A flight management system (FMS) is a flight computer system that uses a large database to allow routes to be preprogrammed and fed into the system by means of a data loader. The system is constantly updated with respect to position accuracy by reference to conventional navigation aids, inertial reference system technology, or the satellite global positioning system. The sophisticated program and its associated database ensures that the most appropriate navigation aids or inputs are automatically selected during the information update cycle. A typical FMS provides information for continuous automatic navigation, guidance, and aircraft performance management, and includes a control display unit (CDU). [Figure 1-15]

ELECTRONIC FLIGHT INFORMATION SYSTEM

The electronic flight information system (EFIS) found in advanced aircraft cockpits offer pilots a tremendous amount of information on a colorful, easy-to-read display. Glass cockpits are a vast improvement over the earlier generation of instrumentation. [Figure 1-16]

Primary flight, navigation, and engine information are presented on large display screens in front of the flight crew. Flight management CDUs are located on the center console. They provide data display and entry capabilities for flight management functions. The display units generate less heat, save space, weigh less, and require less power than traditional navigation systems. From a pilot’s point of view, the information display system is not only more reliable than previous systems, but also uses advanced liquid-crystal technology that allows displayed information to remain clearly visible in all conditions, including direct sunlight.

NAVIGATION SYSTEMS

Navigation systems are the basis for pilots to get from one place to another and know where they are and what course to follow.
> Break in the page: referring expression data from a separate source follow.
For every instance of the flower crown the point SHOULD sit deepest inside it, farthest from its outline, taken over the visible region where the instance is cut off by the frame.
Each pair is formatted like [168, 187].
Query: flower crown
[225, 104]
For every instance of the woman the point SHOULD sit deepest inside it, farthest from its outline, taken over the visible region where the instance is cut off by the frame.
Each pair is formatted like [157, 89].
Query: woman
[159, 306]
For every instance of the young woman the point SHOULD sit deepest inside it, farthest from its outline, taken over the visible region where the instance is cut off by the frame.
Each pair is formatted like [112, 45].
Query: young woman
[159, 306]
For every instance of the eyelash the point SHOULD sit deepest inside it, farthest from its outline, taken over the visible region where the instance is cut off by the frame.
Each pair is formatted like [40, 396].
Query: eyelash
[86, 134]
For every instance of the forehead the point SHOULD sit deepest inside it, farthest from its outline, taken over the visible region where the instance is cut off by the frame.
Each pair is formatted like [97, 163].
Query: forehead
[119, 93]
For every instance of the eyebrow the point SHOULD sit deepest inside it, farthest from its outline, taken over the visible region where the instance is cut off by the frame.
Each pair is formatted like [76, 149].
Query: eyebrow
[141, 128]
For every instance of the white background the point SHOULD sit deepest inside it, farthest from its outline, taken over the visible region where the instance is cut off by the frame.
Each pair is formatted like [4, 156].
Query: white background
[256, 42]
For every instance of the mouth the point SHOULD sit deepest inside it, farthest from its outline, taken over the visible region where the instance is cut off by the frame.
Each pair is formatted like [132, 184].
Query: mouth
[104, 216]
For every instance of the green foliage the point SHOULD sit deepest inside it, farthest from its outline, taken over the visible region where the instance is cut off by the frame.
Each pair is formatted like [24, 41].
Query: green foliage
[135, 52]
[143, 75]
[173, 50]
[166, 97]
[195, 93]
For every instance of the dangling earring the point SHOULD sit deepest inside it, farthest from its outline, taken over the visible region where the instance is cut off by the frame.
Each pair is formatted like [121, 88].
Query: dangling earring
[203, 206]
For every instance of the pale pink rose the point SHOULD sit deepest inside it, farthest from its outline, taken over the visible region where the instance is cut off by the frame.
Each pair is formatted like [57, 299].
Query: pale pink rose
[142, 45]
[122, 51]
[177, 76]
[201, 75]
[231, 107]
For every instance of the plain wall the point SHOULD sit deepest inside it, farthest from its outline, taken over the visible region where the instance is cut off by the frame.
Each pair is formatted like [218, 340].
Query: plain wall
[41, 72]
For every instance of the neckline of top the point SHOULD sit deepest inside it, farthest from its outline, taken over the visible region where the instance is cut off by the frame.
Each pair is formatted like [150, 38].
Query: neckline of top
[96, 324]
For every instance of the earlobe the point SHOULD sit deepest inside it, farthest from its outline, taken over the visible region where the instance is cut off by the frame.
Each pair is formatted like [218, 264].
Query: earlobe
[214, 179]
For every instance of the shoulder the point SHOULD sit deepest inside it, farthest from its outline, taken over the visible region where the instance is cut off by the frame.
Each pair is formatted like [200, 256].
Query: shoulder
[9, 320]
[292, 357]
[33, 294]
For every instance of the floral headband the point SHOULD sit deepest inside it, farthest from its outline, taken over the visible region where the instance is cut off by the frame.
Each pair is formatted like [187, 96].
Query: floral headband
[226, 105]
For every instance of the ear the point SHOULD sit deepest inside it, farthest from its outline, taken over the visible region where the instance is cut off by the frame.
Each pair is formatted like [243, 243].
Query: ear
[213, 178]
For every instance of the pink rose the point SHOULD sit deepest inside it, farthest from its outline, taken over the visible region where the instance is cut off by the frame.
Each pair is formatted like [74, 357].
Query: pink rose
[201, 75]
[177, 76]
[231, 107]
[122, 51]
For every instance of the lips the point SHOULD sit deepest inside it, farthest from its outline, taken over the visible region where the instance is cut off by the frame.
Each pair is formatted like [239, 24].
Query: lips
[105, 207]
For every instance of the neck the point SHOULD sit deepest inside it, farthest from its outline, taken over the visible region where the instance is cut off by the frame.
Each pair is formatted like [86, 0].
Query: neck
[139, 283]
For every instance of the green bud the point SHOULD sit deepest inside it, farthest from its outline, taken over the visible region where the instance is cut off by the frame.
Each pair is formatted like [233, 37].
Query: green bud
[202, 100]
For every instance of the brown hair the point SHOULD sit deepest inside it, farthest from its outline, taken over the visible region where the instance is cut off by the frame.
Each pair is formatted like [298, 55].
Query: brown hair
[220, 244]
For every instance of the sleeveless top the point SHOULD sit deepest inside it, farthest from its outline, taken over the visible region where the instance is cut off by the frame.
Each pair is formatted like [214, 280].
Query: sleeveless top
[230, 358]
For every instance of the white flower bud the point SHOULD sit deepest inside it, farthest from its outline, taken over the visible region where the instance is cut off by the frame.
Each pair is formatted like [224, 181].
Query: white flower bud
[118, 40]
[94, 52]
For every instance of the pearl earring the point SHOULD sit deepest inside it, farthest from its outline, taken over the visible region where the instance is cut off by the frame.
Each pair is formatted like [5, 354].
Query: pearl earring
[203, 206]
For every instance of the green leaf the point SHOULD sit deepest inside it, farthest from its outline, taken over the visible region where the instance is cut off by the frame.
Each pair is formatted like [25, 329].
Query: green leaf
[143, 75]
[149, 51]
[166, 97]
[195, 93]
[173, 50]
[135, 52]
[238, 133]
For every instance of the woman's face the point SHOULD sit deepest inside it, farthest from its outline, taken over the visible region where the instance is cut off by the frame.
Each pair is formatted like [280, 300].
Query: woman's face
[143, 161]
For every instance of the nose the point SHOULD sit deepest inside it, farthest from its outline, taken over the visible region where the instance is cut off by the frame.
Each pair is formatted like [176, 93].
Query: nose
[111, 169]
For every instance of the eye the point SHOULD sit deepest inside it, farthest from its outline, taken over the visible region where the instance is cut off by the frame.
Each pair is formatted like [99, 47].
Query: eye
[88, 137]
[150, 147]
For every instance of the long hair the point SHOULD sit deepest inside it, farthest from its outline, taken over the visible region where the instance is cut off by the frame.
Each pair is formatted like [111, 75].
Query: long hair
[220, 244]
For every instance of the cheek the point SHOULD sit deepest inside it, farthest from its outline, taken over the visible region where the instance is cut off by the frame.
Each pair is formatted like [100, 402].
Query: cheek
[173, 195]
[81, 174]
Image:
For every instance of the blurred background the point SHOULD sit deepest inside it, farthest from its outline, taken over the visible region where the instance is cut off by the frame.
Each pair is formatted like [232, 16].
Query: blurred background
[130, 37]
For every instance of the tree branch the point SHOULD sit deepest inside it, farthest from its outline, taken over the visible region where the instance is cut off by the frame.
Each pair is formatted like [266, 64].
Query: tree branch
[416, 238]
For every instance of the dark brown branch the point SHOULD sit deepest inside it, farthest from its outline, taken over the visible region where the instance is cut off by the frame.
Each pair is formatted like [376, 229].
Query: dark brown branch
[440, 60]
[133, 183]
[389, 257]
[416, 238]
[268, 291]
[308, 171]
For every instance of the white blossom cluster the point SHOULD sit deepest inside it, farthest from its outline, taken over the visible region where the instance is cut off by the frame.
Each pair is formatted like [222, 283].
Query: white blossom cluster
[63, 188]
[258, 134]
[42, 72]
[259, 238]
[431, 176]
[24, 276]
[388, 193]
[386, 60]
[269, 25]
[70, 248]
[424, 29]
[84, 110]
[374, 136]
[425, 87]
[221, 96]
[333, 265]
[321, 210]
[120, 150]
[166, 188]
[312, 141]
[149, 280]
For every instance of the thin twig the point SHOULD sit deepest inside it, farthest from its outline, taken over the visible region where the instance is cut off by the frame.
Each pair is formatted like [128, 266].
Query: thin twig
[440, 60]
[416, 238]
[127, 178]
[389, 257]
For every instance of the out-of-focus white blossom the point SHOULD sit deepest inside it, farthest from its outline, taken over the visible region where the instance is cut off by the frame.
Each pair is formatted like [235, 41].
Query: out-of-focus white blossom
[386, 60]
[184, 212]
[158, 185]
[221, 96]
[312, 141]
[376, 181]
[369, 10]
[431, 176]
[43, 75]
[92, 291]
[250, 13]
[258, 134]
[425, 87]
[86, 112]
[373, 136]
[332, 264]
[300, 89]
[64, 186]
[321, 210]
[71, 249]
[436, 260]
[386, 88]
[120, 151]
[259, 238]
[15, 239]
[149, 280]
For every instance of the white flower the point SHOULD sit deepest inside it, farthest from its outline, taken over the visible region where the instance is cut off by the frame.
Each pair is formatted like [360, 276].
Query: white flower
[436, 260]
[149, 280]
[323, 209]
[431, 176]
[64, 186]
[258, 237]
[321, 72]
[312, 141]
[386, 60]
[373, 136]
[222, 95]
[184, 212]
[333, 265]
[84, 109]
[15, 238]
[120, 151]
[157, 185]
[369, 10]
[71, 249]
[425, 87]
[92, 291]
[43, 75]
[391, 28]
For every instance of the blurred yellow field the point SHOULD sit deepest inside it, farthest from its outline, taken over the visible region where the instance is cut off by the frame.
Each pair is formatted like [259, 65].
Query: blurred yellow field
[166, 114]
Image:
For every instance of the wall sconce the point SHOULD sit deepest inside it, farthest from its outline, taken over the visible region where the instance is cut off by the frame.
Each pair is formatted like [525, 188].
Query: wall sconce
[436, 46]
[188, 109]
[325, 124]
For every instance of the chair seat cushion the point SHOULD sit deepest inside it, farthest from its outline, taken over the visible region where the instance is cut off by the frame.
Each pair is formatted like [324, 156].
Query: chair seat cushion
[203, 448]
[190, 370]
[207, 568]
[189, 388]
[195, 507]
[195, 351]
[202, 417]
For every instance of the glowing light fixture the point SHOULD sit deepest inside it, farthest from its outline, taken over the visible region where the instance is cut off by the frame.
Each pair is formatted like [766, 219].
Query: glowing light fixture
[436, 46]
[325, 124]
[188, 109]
Since the 1930s, aircraft have navigated by means of a set of ground-based NAVAIDs. Today, pilots have access to over 2,000 such NAVAIDs within the continental U.S., but the system has its limitations:

• Constrained to fly from one NAVAID to the next, aircraft route planners need to identify a beacon-based path that closely resembles the path the aircraft needs to take to get from origin to destination. Such a path will always be greater in distance than a great circle route between the two points.
• Because the NAVAIDs are ground-based, navigation across the ocean is problematic, as is navigation in some mountainous regions.
• NAVAIDs are also expensive to maintain.
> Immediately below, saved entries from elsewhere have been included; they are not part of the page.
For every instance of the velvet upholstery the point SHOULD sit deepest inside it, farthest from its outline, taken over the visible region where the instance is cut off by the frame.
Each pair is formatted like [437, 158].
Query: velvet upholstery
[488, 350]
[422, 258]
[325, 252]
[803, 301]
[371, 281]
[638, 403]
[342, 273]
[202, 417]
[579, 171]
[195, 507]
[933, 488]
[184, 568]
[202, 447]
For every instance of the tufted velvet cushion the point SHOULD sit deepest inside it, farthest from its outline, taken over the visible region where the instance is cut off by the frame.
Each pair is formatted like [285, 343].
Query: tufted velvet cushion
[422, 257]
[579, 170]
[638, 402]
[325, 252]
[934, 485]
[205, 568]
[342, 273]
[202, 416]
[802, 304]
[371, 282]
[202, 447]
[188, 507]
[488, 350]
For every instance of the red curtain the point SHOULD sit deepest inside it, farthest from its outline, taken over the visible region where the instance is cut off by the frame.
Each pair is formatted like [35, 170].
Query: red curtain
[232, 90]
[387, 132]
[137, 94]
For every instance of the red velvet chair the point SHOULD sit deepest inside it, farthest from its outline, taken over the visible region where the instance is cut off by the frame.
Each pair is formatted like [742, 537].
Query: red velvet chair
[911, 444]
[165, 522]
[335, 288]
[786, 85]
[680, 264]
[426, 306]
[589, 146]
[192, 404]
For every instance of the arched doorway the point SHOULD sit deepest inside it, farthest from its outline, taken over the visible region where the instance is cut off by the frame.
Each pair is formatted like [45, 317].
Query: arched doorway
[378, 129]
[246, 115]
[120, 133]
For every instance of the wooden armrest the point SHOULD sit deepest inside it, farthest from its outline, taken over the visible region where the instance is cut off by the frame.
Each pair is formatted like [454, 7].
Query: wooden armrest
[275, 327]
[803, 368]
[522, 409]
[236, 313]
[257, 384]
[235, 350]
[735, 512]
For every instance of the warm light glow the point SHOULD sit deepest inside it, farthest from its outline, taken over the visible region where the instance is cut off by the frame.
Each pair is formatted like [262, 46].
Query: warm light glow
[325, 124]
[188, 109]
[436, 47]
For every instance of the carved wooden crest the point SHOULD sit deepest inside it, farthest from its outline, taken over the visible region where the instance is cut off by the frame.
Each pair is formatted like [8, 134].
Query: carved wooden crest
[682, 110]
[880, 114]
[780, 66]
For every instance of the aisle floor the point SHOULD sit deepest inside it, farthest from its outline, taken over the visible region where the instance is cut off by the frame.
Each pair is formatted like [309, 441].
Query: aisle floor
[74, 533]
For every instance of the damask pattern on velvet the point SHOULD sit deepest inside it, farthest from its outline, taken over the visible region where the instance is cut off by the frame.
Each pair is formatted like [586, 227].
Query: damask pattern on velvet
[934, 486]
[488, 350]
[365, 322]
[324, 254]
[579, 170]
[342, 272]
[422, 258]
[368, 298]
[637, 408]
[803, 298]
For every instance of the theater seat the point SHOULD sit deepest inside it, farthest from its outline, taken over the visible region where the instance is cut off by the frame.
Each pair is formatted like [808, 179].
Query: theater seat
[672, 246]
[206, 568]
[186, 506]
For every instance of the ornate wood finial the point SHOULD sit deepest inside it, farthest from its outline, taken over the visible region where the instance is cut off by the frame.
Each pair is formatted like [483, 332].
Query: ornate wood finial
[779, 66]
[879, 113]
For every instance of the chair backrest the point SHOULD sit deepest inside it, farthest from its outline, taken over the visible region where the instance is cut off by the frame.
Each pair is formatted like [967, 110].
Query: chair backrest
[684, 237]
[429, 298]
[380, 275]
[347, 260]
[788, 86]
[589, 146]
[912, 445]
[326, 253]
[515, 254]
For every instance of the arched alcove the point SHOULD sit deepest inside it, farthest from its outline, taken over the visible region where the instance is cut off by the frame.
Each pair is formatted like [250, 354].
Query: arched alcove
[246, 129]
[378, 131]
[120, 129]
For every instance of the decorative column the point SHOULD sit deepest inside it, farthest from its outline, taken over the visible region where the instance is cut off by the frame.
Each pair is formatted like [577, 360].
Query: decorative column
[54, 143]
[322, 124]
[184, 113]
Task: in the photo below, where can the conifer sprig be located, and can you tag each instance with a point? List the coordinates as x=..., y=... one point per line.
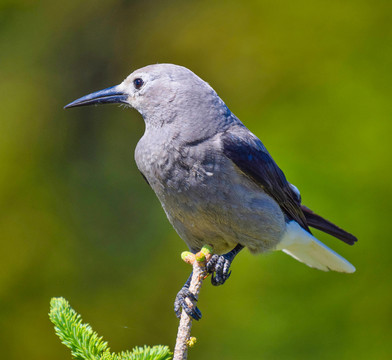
x=86, y=344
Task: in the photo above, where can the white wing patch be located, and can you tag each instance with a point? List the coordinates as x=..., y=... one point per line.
x=305, y=248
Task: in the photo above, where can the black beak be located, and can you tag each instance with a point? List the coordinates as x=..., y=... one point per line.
x=107, y=96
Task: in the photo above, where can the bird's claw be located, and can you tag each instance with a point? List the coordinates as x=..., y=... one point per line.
x=189, y=307
x=220, y=265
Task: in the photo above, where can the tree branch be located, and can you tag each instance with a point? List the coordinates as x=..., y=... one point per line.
x=198, y=261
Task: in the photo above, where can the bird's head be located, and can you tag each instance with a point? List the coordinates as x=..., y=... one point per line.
x=159, y=92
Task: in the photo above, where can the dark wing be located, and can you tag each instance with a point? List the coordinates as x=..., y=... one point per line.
x=325, y=225
x=247, y=152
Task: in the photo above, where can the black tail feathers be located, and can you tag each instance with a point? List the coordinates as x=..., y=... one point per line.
x=317, y=222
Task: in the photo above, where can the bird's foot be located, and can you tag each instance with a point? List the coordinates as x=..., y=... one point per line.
x=186, y=301
x=218, y=266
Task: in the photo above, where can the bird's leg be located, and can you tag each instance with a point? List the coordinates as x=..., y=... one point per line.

Since the 1980s, aircraft systems have evolved towards the use of SATNAV. Based on the GPS satellite constellation, SATNAV may provide better position information than a ground-based navigation system. GPS is universal so there are no areas without satellite signals. Moreover, a space-based system allows “off airway” navigation so that the efficiencies in aircraft route determination can be exacted. SATNAV is revolutionizing navigation for airlines and other aircraft owners and operators. A drawback of the satellite system, though, is the integrity and availability of the signal, especially during electromagnetic and other events that distort the Earth’s atmosphere. In addition, the signal from space needs to be augmented, especially in traffic-dense terminal areas, to guarantee the necessary levels of accuracy and availability.

The CAASD is helping the navigation system of the U.S. to evolve toward a satellite-based system. The CAASD analysts are providing the modeling necessary to understand the effects of atmospheric phenomena on the GPS signal from space, while the CAASD is providing the architecture of the future navigation system and writing the requirements (and computer algorithms) to ensure the navigation system’s integrity. Moving toward a satellite-based navigation system allows aircraft to divorce themselves from the constraints of ground-based NAVAIDs and formulate and fly those routes that aircraft route planners deem most in line with their own cost objectives.
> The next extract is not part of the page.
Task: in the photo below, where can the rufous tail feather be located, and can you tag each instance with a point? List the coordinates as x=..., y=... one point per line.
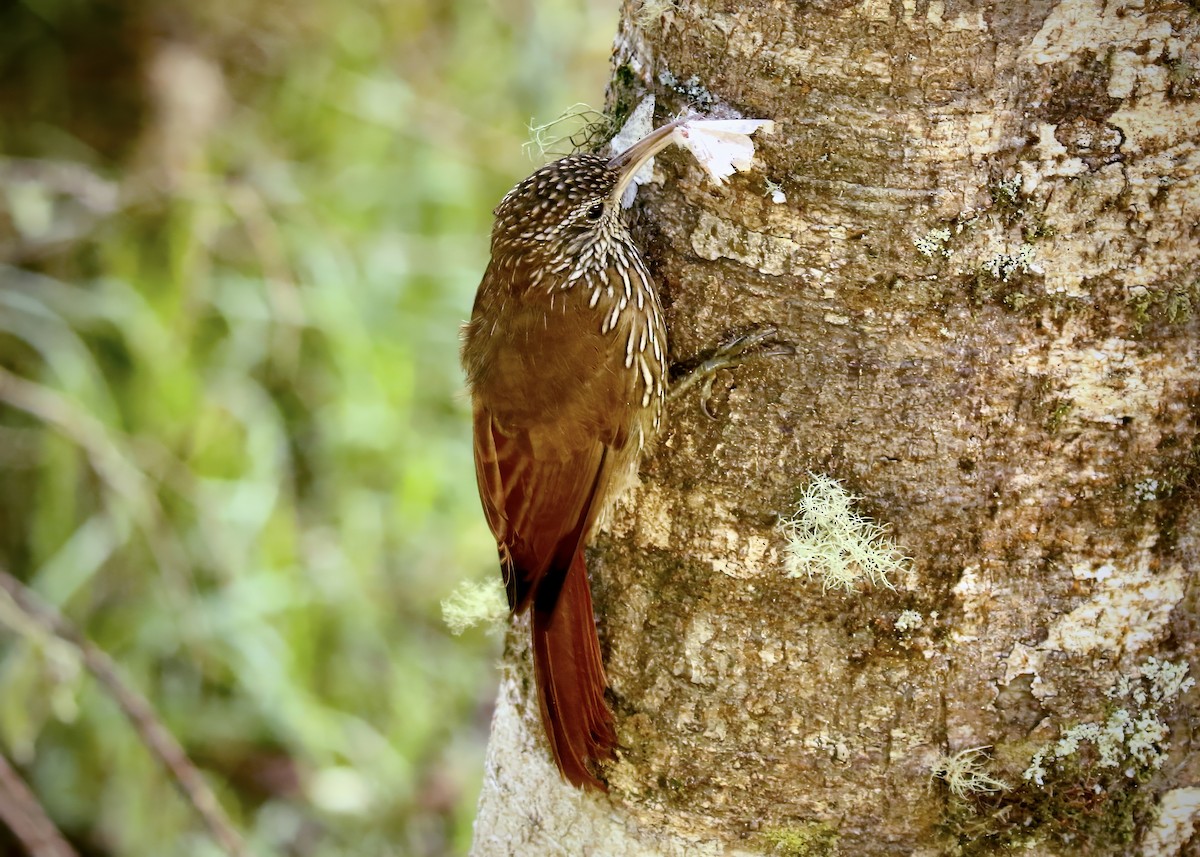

With the advent of SATNAV, there are a number of applications that can be piggybacked to increase capacity in the NAS. Enhanced navigation systems will be capable of “random navigation,” that is, capable of treating any latitude-longitude point as a radio navigation fix, and being able to fly toward it with the accuracy we see today, or better. New routes into and out of the terminal areas are being implemented that are navigable by on-board systems. Properly equipped aircraft are being segregated from other aircraft streams with the potential to increase volume at the nation’s busy airports by keeping the arrival and departure queues full and fully operating.

The CAASD is working with the FAA to define the nation’s future navigation system architecture. By itself, the GPS satellite constellation is inadequate to serve all the system’s needs. Augmentation of the GPS signal via WAAS and LAAS is a necessary part of that new architecture. The CAASD is developing the requirements based on the results of sophisticated models to ensure the system’s integrity, security, and availability.